レッテル貼りが“人や物事の多様性を無視して”というのであれば、多様性を無視する=一面的に見る、ことをしなければよいのです。

つまり、その人を多様な側面から見てみるということです。

利用者さんが無反応で黙り込んでいる・・・・事実だけど一面的

実はお腹が痛い、ウンチを我慢している等・・・・想像だけど色々な面からみている

さて、どうすれば多様な側面から人を見ることができるのでしょうか?

ポイント1

その人を見る立場を変えてみる。

介護職という立場からだけではなく、家族が今の状態を見たら?他のスタッフが見たら?医師が見たら?男でなく女性が見たら?他の利用者さんから見たら?ご本人の立場から見たら?

このように、その人を見る立場(視点)を変えて見てみることです。

家族・・・こういう時は眠いんです 他のスタッフ・・・お風呂上がりだから疲れているかも 医師・・・いたって状態は安定している 女性・・・こんな女性ばかりの場所じゃ嫌よね 他の利用者さん・・・男性は昔からだんまりするのが普通 ご本人・・・お腹が痛い、、、

立場が変わると色々と違う意見が出てきます。この多様な視点を自分一人で見れるようにすることが大事です。また、別のスタッフと意見交換をして、今の男性の状態はどんな状態だったのか?と話し合うことで真意に近づくことができます。

ポイント2

焦点を変える

相手を見る焦点を変えるのです。

レッテルを貼るとは相手の言動が自分のこうあるべきという範疇を超えた時にそれを納得するために貼るものです。
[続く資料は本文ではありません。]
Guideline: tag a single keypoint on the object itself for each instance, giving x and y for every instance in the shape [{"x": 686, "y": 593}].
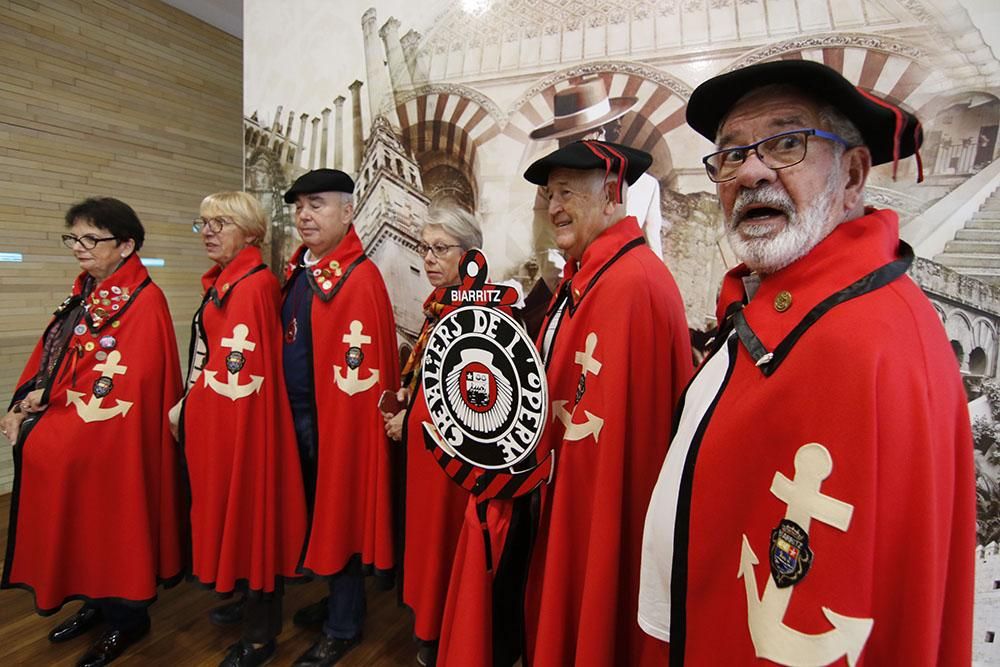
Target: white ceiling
[{"x": 226, "y": 15}]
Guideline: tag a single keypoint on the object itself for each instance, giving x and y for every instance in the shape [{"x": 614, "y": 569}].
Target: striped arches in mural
[{"x": 449, "y": 121}]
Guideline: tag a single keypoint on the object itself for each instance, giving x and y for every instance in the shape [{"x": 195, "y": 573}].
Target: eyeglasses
[
  {"x": 213, "y": 225},
  {"x": 87, "y": 241},
  {"x": 777, "y": 152},
  {"x": 439, "y": 249}
]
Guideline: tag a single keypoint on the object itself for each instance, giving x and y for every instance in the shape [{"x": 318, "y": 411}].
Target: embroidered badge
[
  {"x": 235, "y": 361},
  {"x": 790, "y": 553},
  {"x": 103, "y": 386},
  {"x": 353, "y": 357}
]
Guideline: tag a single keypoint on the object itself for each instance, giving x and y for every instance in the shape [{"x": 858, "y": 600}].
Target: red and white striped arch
[{"x": 897, "y": 71}]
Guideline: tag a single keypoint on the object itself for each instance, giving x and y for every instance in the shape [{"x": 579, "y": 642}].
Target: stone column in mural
[
  {"x": 338, "y": 133},
  {"x": 302, "y": 139},
  {"x": 359, "y": 139},
  {"x": 399, "y": 73},
  {"x": 312, "y": 144},
  {"x": 375, "y": 71},
  {"x": 416, "y": 62},
  {"x": 326, "y": 137}
]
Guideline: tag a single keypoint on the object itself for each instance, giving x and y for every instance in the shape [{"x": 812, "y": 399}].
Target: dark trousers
[
  {"x": 347, "y": 606},
  {"x": 121, "y": 616},
  {"x": 262, "y": 618}
]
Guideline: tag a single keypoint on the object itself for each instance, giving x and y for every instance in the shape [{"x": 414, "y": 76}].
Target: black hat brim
[
  {"x": 577, "y": 156},
  {"x": 712, "y": 101}
]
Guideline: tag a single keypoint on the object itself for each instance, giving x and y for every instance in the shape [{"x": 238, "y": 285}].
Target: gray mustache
[{"x": 761, "y": 196}]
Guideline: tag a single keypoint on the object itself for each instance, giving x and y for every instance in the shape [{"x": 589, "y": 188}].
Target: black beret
[
  {"x": 320, "y": 180},
  {"x": 604, "y": 155},
  {"x": 890, "y": 132}
]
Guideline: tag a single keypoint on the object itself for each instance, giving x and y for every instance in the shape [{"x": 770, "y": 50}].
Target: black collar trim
[{"x": 768, "y": 362}]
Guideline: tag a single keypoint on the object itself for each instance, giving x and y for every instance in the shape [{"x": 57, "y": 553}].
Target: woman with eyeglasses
[
  {"x": 434, "y": 503},
  {"x": 95, "y": 512},
  {"x": 247, "y": 505}
]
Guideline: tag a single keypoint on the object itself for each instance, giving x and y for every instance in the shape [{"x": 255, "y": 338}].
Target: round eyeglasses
[
  {"x": 440, "y": 250},
  {"x": 776, "y": 152},
  {"x": 213, "y": 225},
  {"x": 87, "y": 241}
]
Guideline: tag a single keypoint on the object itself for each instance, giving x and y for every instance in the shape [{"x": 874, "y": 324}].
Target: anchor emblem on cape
[
  {"x": 232, "y": 388},
  {"x": 91, "y": 411},
  {"x": 352, "y": 383},
  {"x": 772, "y": 639},
  {"x": 592, "y": 426}
]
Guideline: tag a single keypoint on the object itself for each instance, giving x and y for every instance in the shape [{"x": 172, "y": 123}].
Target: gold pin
[{"x": 783, "y": 301}]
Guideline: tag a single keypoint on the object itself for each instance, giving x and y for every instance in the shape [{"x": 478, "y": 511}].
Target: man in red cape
[
  {"x": 817, "y": 502},
  {"x": 339, "y": 356},
  {"x": 616, "y": 348}
]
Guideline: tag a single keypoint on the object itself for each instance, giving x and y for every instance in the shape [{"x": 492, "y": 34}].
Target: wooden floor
[{"x": 182, "y": 635}]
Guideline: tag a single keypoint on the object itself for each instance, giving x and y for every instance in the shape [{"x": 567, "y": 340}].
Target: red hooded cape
[
  {"x": 95, "y": 511},
  {"x": 349, "y": 310},
  {"x": 248, "y": 512},
  {"x": 861, "y": 368},
  {"x": 434, "y": 508},
  {"x": 616, "y": 366}
]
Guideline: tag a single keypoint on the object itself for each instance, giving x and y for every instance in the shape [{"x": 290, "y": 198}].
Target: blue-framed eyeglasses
[{"x": 776, "y": 152}]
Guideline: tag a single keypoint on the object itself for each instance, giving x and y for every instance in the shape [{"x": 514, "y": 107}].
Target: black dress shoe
[
  {"x": 243, "y": 654},
  {"x": 76, "y": 625},
  {"x": 230, "y": 613},
  {"x": 326, "y": 651},
  {"x": 111, "y": 645},
  {"x": 312, "y": 614}
]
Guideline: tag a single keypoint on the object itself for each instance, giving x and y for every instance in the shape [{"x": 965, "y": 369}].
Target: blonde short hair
[
  {"x": 243, "y": 209},
  {"x": 457, "y": 222}
]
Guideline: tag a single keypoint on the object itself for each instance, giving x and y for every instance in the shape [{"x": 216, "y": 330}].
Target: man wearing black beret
[
  {"x": 339, "y": 356},
  {"x": 816, "y": 504},
  {"x": 615, "y": 343}
]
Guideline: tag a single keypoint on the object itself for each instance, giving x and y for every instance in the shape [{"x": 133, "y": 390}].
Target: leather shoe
[
  {"x": 326, "y": 651},
  {"x": 76, "y": 625},
  {"x": 243, "y": 654},
  {"x": 111, "y": 645},
  {"x": 312, "y": 614},
  {"x": 230, "y": 613}
]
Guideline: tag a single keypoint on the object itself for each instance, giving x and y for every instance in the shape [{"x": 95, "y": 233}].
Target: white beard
[{"x": 802, "y": 231}]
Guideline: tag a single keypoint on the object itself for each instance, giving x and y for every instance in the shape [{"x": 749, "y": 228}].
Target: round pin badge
[{"x": 484, "y": 383}]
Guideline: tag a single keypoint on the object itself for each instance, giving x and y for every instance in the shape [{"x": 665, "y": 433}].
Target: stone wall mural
[{"x": 449, "y": 101}]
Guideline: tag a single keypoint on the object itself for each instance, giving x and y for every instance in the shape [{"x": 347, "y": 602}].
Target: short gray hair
[
  {"x": 457, "y": 222},
  {"x": 840, "y": 125}
]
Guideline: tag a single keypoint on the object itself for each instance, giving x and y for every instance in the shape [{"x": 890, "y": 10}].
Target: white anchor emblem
[
  {"x": 772, "y": 639},
  {"x": 593, "y": 424},
  {"x": 232, "y": 388},
  {"x": 91, "y": 411},
  {"x": 351, "y": 383}
]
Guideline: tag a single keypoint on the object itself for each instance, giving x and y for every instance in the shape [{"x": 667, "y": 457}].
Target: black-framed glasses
[
  {"x": 776, "y": 152},
  {"x": 213, "y": 225},
  {"x": 87, "y": 241},
  {"x": 439, "y": 249}
]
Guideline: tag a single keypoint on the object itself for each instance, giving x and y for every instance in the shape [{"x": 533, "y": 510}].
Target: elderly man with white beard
[{"x": 816, "y": 504}]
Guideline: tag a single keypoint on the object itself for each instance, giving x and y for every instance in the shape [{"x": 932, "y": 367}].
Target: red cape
[
  {"x": 434, "y": 508},
  {"x": 349, "y": 305},
  {"x": 624, "y": 323},
  {"x": 248, "y": 513},
  {"x": 95, "y": 511},
  {"x": 874, "y": 381}
]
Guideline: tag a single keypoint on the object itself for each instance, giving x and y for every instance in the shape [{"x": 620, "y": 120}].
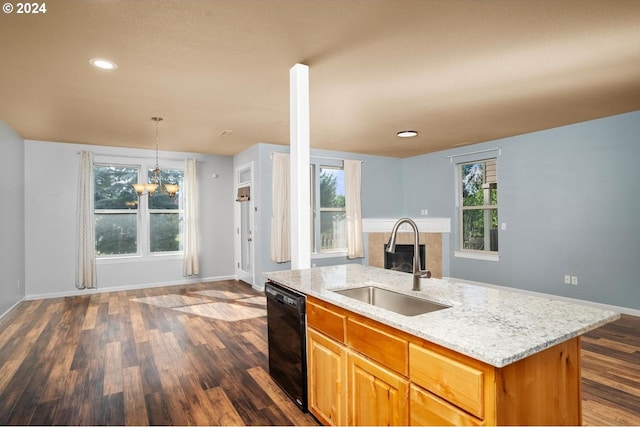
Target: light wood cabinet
[
  {"x": 326, "y": 365},
  {"x": 362, "y": 372},
  {"x": 454, "y": 381},
  {"x": 428, "y": 409},
  {"x": 377, "y": 396}
]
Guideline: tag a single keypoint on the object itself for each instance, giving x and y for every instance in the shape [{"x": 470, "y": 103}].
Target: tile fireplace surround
[{"x": 430, "y": 235}]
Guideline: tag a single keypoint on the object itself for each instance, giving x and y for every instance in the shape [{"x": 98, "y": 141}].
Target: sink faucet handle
[{"x": 425, "y": 274}]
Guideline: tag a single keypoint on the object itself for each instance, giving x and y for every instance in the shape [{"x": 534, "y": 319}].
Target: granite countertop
[{"x": 492, "y": 325}]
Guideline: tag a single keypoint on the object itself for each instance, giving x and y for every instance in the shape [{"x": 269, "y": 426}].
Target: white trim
[
  {"x": 484, "y": 256},
  {"x": 245, "y": 276},
  {"x": 625, "y": 310},
  {"x": 125, "y": 259},
  {"x": 12, "y": 307},
  {"x": 79, "y": 292},
  {"x": 335, "y": 254},
  {"x": 425, "y": 225}
]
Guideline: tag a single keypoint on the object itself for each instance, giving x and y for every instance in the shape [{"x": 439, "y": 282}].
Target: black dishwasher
[{"x": 287, "y": 343}]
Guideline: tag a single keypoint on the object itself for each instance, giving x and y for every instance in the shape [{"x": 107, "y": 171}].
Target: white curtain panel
[
  {"x": 189, "y": 191},
  {"x": 353, "y": 205},
  {"x": 280, "y": 223},
  {"x": 86, "y": 275}
]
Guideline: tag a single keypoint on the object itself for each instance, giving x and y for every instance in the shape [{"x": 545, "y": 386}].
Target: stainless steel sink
[{"x": 393, "y": 301}]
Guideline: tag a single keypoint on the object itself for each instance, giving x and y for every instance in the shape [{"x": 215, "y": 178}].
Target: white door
[{"x": 244, "y": 224}]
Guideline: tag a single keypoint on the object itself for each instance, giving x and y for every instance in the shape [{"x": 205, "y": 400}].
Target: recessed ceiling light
[
  {"x": 103, "y": 64},
  {"x": 407, "y": 134}
]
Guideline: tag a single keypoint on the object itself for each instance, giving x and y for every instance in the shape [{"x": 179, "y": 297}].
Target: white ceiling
[{"x": 457, "y": 71}]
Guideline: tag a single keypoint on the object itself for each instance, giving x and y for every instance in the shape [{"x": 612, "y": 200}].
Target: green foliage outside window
[
  {"x": 332, "y": 209},
  {"x": 479, "y": 208}
]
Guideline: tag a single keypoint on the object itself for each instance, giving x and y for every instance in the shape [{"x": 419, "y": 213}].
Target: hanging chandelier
[{"x": 155, "y": 180}]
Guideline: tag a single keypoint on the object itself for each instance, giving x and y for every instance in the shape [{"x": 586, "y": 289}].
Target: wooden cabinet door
[
  {"x": 377, "y": 396},
  {"x": 429, "y": 410},
  {"x": 326, "y": 366}
]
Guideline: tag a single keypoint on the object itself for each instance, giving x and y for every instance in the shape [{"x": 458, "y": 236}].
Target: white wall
[
  {"x": 51, "y": 171},
  {"x": 12, "y": 278}
]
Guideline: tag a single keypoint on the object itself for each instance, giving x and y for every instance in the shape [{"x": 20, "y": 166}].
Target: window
[
  {"x": 116, "y": 210},
  {"x": 478, "y": 189},
  {"x": 165, "y": 213},
  {"x": 126, "y": 225},
  {"x": 329, "y": 217}
]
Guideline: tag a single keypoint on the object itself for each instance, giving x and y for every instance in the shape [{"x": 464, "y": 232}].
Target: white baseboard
[
  {"x": 79, "y": 292},
  {"x": 617, "y": 309},
  {"x": 12, "y": 307}
]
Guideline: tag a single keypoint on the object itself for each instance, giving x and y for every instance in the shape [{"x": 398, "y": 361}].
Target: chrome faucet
[{"x": 391, "y": 248}]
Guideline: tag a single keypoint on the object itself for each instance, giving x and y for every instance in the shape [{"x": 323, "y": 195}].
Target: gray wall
[
  {"x": 12, "y": 264},
  {"x": 51, "y": 173},
  {"x": 569, "y": 197}
]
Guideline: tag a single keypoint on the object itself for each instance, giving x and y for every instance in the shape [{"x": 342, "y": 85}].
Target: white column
[{"x": 300, "y": 182}]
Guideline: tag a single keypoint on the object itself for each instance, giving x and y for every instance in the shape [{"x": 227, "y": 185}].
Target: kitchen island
[{"x": 492, "y": 357}]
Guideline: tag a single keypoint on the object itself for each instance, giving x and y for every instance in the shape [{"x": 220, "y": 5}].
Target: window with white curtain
[
  {"x": 128, "y": 225},
  {"x": 328, "y": 211},
  {"x": 478, "y": 216}
]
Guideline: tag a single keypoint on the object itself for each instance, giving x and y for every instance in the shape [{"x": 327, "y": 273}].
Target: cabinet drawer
[
  {"x": 454, "y": 381},
  {"x": 429, "y": 410},
  {"x": 321, "y": 317},
  {"x": 378, "y": 345}
]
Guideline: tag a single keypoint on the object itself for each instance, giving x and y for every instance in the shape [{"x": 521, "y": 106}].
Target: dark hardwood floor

なので、そのこうあるべきという一面的な言動だけでなく、他の面を見てみるということです。

朝、家族に見送られているときの様子は?・・・家族の前では笑顔が見えた 他の利用者に対しては?・・・さりげない優しさや気づかいをしてくださっていた 以前の様子で印象的なのは?・・・カラオケのマイクを渡したら熱唱して、拍手をもらい満面の笑みだった

『声かけにだんまり』というところだけではなく、他の面からその人を見ると違った側面が見えます。

または、パーソナルデータ等の情報からその人の違った面を見ることからも違った横顔が見えるものです。

このようにその人を見る立場を変えたり、見る焦点を変えるとその人を一面的に捉えず、多面的に見ることができ、安易なレッテルを貼らずに広い視野でその人を知ろうとすることができます

このように関わり続けること=レッテルを貼らない=『熱心に関わり続ける』ことなのです。

自分の中にあるレッテル貼りの心理を自覚しつつ、それでもなお、プロの介護職として支援していきましょう。

※本稿は、金山峰之さんからの寄稿記事です。2009年10月7日に、ご自身のブログ「介護の専門性新提案」において掲載した内容を、一部編集のうえ掲載しています。